東京都日野市は2026年度、市内の中小企業や個人事業主を支援するため、「賃上げ促進支援金」事業を開始する。市の発表によれば、賃上げを行った事業者に補助金を交付するこの支援策は、多摩地域26市の中では初めての取り組みとなる。
支援金の概要と対象
この支援金の対象となるのは、日野市内に本社または事業所を持つ建設業、製造業、運輸業などの中小企業および個人事業主である。要件として、市内の事業所で常時1人以上の従業員が勤務していること、2025年4月から2026年8月までの間に賃金を引き上げていることなどが挙げられる。

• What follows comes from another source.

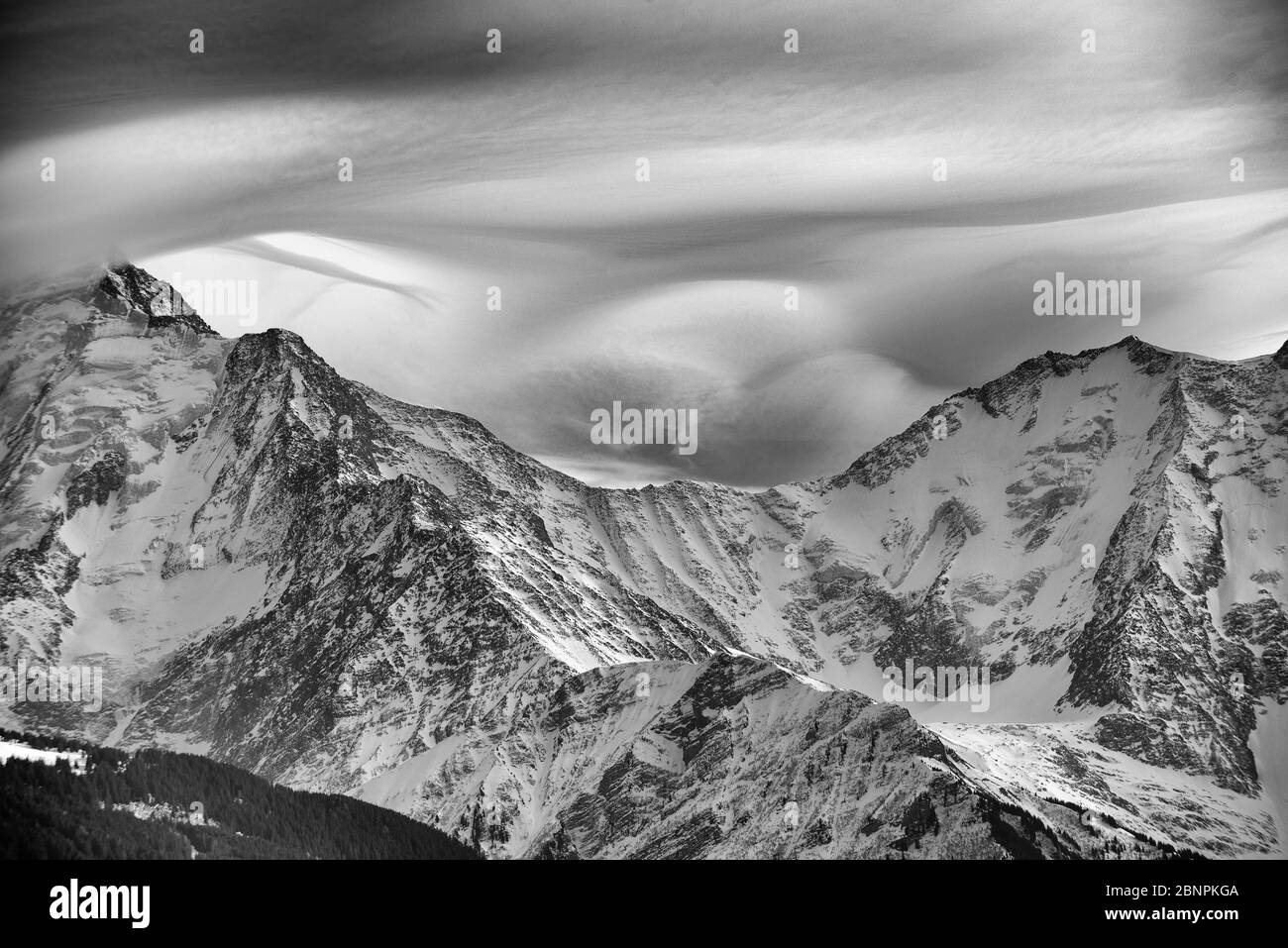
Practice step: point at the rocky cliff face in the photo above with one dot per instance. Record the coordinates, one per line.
(297, 575)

補助金の支給額は1事業者当たり最大250万円で、市は600件以上の支給を見込んでいる。
背景と目的
原材料やエネルギー価格の高騰により、中小企業の経営環境は厳しさを増している。こうした状況下で、日野市は市内事業者の賃上げを促進し、雇用の安定化を図ることを目的に本制度を導入した。古賀壮志市長は、「市内の経済を守るという市の強い意志を示すものだ」と述べている。
申請手続きと予算
市は2026年10月ごろからインターネットでの申請受付を開始する予定で、申請フォームは今後、市の公式ホームページに掲載される。事業費は約2億1900万円で、国の臨時交付金や市の一般財源を充当する。予算に達し次第、受付を終了する。
この制度は、中小企業の賃上げを後押しすることで、地域経済の活性化と従業員の生活向上につながることが期待されている。日野市は今後も、市内事業者を支援する施策を積極的に展開する方針だ。